Today I’m taking a break from everything and focusing on my baby tomato plants. As I mentioned in an earlier post, I have a tomato addiction. So, today’s top 5 is all about the tomatoes. Realistically, most plants come in 6 packs, so we’re going to do Ginnie's Top 6 Tomatoes to grow in Albany.

  1. Sungold Cherry Tomatoes. I have to start with my shame. This tomato is not an heirloom, but is so delicious and such a wonderful plant, it’s worth compromising your tomato values for. These giant plants are covered with orange cherry tomatoes that are the perfect blend of sweet and tart. Try one warmed from the sun and you may also become a tomato addict.
  2. Bloody Butcher: Really, worth it for the name, but this tomato is the best early tomato I’ve found. I’ve had vibrant red Bloody Butcher tomatoes from at the end of June and it has a wonderful garden tomato flavor that is often lacking in early tomatoes. What I usually do with these plants is tandem plant them with a late tomato and either actually pull the plant or cut it back so there’s no space wasted.
    1. Kellogg’s Breakfast or KBX: Cheating? Yes, I’m sneaking in another tomato. But, my favorite plant to tandem plant with Bloody Butcher is Kellogg’s Breakfast. This is a late, large, orange tomato.
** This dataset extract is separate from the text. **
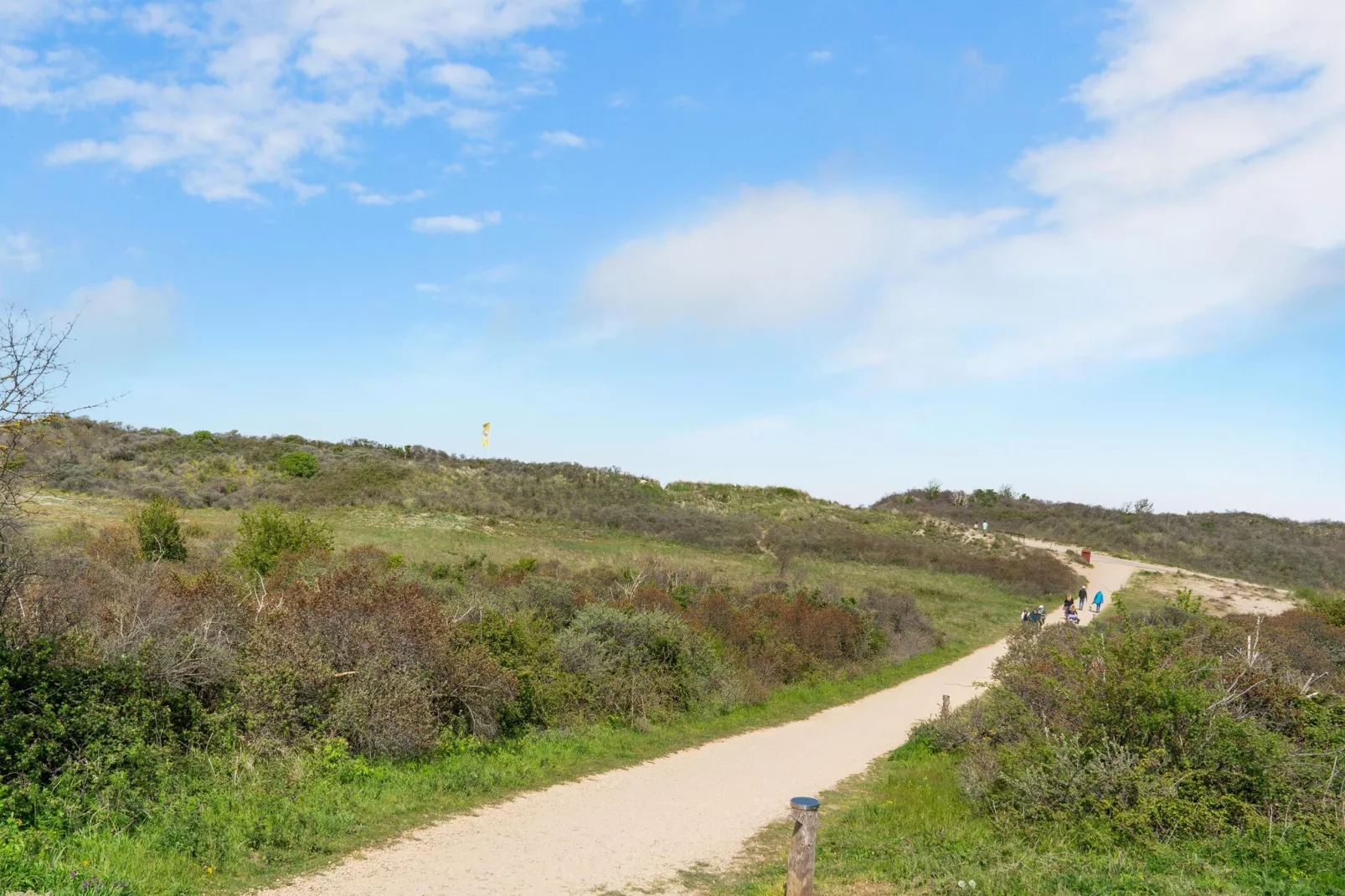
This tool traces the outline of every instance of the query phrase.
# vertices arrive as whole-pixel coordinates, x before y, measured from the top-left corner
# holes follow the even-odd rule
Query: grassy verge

When the other tomato plants have stopped producing so much you have these delicious giants as a gift, and when you tandem plant it with the Bloody Butcher, you aren’t wasting any space.
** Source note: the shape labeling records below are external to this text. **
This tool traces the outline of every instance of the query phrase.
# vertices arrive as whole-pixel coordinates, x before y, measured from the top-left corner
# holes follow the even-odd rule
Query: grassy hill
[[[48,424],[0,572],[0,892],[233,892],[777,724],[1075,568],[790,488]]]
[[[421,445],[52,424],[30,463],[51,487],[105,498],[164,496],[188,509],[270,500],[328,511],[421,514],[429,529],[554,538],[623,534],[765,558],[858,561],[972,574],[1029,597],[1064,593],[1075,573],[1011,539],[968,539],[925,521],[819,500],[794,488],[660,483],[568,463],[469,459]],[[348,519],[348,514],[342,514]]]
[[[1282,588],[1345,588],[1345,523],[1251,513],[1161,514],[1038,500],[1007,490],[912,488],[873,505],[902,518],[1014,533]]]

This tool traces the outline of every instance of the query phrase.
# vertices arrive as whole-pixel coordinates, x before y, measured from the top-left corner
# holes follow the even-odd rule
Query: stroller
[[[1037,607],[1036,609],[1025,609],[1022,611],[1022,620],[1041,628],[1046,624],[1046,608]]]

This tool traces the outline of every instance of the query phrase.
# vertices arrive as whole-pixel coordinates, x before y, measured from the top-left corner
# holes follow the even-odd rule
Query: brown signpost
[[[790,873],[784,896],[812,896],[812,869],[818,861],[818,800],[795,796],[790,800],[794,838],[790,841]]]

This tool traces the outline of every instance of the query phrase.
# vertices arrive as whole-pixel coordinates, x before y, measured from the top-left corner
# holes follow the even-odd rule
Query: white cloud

  3. Mortgage Lifter: The history of this tomato is here and is well worth reading. Large, pink, prolific tomatoes that come surprisingly early for such a big tomato. They are hearty and produce all summer.
  4. Cherokee Purple: Delicious, prolific, 12 oz. purple tomatoes with green shoulders. My favorite tomato because of its ease for growing and delicious flavor. Sprinkle a little salt on a Cherokee Purple and all of the effort for growing these plants is paid off.
  5. Green Zebra: This golf ball sized green stripped tomato makes the list purely on flavor and the color. It’s a late tomato despite its small size so I wouldn’t grow a bunch of them, but it’s amazing for novelty and it has a real tomato flavor in a green tomato. It’s pure victory to have a color blind tomato eater (what I call those who only will eat red tomatoes) try one of these and expand their tomato horizons.
  6. Owens Purple: Okay, so this isn’t totally fair because Owens Purple isn’t commercially available, but I love it. It’s a cross between Mortgage Lifter and Paul Robeson and each year it’s been an amazing meld of the prolific quality of Mortgage Lifter with the smoky taste and color of the delicious Paul Robeson.

I grow about 30 varieties of tomatoes in my garden each year. If you want to jump off the Burpee’s Big Boy Express into the land of heirloom tomatoes, there are sites you can order tomato plants from on the internet, you can also keep your eye out for heirlooms at farmers markets and the co-op. If I ever get my ducks in a row, at some point in the distant future, you might even catch me selling plants! Once you get the taste, you'll be tempted to take the plunge of trying to start your own plants, which is well worth the adventure.